A perfect example came in last weekend’s 0-0 draw against the New York Red Bulls.

Argentine midfielder Matias Laba did very well to deke past three New York players before delivering a killer pass that unleashed Jonathan Osorio inside the box. But the rookie midfielder took one too many touches, and was closed down before he could get a shot off.

“Sometimes we get into good positions and we look for a pass or take too many touches, instead of just striking the ball on goal. You don’t score goals without shooting so we could all probably be a bit more selfish in front of goal,” Brockie stated.

Toronto has also squandered some glorious scoring chances during this current goal drought, with Brockie being one of the main culprits.

“We’re going to miss some and we’re going to score some. Unfortunately, I’ve probably missed more than I would like to. But the main thing is I’m getting opportunities. If I wasn’t, I’d be even more worried,” Brockie said.

Things could improve on the offensive end with the arrival of new recruits.

Both Nelsen and general manager Kevin Payne have publically stated in recent weeks that they hope to sign anywhere from two to four new players this summer, with emphasis being put on securing a forward, a winger and an attacking midfielder.

The MLS transfer window closes on Aug. 8, although teams can still add players who are out of contract, either from clubs within or outside the league, until the roster freeze deadline of Sept. 13. A source told sportsnet.ca that the club has been in talks with Spanish winger Alvaro Rey, who was on a trial with TFC earlier this summer.

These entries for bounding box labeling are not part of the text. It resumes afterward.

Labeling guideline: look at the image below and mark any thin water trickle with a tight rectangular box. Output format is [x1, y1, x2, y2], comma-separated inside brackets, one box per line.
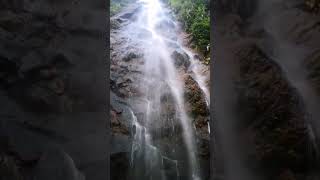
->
[121, 0, 210, 180]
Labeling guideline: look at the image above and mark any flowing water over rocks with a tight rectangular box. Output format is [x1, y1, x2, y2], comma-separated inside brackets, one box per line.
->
[110, 0, 210, 180]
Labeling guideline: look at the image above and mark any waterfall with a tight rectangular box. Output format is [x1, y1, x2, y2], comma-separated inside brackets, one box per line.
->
[116, 0, 210, 180]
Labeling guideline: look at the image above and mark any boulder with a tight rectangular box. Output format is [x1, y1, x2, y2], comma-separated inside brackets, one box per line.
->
[171, 49, 191, 69]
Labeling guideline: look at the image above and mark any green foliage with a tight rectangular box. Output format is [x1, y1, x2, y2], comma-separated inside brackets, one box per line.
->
[168, 0, 210, 56]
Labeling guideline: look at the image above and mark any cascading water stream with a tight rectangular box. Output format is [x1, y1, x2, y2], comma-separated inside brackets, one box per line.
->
[123, 0, 210, 180]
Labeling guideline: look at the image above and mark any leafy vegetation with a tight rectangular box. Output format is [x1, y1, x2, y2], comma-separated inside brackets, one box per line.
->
[167, 0, 210, 56]
[110, 0, 135, 16]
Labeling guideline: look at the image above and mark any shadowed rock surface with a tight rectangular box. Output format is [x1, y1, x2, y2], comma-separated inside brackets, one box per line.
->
[0, 0, 109, 180]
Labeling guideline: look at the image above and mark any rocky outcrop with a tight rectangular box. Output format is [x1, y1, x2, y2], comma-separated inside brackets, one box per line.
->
[237, 45, 309, 177]
[0, 0, 108, 179]
[171, 49, 191, 69]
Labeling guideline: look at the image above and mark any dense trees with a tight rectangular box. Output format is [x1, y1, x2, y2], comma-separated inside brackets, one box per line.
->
[167, 0, 210, 55]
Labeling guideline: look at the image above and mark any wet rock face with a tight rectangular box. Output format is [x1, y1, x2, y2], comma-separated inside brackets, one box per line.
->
[237, 44, 309, 175]
[171, 49, 190, 69]
[184, 74, 209, 117]
[216, 0, 259, 19]
[0, 0, 106, 180]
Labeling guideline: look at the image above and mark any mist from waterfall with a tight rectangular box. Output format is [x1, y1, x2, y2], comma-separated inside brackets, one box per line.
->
[122, 0, 210, 180]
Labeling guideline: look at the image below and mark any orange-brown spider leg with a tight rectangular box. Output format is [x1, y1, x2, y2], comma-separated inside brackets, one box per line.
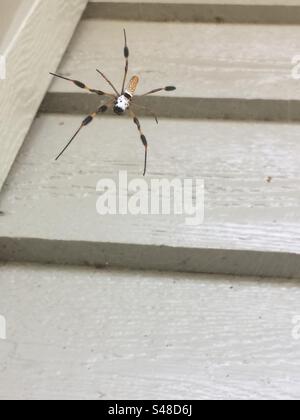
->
[55, 105, 108, 160]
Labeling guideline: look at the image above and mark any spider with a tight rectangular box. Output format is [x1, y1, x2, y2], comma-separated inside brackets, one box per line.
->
[50, 29, 176, 176]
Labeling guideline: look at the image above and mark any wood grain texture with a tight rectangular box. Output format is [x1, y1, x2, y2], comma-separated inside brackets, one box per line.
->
[0, 115, 300, 277]
[0, 265, 300, 400]
[0, 0, 87, 188]
[43, 19, 300, 121]
[84, 0, 300, 24]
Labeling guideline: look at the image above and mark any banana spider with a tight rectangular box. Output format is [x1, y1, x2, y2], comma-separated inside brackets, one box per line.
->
[50, 29, 176, 176]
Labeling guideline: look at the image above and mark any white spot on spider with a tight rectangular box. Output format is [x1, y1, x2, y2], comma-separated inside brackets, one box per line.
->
[116, 95, 130, 112]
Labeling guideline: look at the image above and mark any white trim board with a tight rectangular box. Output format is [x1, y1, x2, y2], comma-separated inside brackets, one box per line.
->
[0, 0, 87, 188]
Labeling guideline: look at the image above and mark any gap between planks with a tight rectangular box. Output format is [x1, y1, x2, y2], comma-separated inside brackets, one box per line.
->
[84, 1, 300, 25]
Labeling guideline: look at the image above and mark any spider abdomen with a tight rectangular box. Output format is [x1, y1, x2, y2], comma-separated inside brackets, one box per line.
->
[114, 94, 131, 115]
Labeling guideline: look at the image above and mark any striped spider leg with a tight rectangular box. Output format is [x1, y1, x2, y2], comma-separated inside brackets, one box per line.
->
[129, 109, 148, 176]
[55, 104, 109, 160]
[50, 73, 118, 160]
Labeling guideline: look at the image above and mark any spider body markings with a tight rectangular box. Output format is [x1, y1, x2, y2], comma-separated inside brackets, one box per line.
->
[50, 29, 176, 176]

So far, though, the team hasn’t added to a thin and somewhat depleted roster.

“Everybody is trying their hardest to get it done. I think there will be a few announcements the next couple of days. … Hopefully we’ll get it over the (finish) line as soon as possible,” Nelsen revealed on Tuesday.

Nelsen said that they have identified their major transfer targets, but that if deals with those players don’t materialize, they have backup options.

“We’ve done our due diligence and we’ve got the guys lined up. If they fall away, we’ve got replacements,” Nelsen explained.

Not for the first time, Nelsen stressed that TFC won’t be rushed into signing new players just because the team is going through a scoring drought.

“I know there’s an urgency but we have to do it right. We have to get the exact right person on the right terms, and if it’s not best for the club for the short- and long-term future then we’re just reliving the past,” Nelsen explained.

Signing players ad hoc has been a problem that has plagued TFC in the past, according to Nelsen, and he and Payne want to avoid making the same mistakes.

“You can go out there and take a risk on certain players but that’s what’s happened in the past here. To fix a long-term problem you don’t put in a short-term solution,” Nelsen stated. “I have to look at the bigger picture and look at next season and the years beyond. I want to put a foundation in place where not just for the next three months but for the next three years we’ll have a team that’ll be stable.

“Once it’s done right, we won’t have to bring in replacement after replacement after replacement. That’s what’s been happening here for the past seven years.”
Kovermans’ future

Koevermans only recently returned to action after suffering a season-ending knee injury last July.

The Dutch forward made a few appearances for the Reds but now finds himself back on the sidelines with a calf tear, and is expected to miss at least two more weeks of action.

At 34, there are some doubts as to whether Koevermans can make a full recovery and be a positive contributor to the TFC cause.

Nelsen was quick to shoot down questions as to whether or not Koevermans has played his last game for Toronto, and he reaffirmed that the designated player remains in his plans going forward.

“These things are normal for ACL injuries and guys of Danny’s age. To pick up little niggling injuries is normal. We’re trying to ease him back in as much as we can,” Nelsen said.

“When he gets back, hopefully he’ll be stronger and he can help us down the stretch.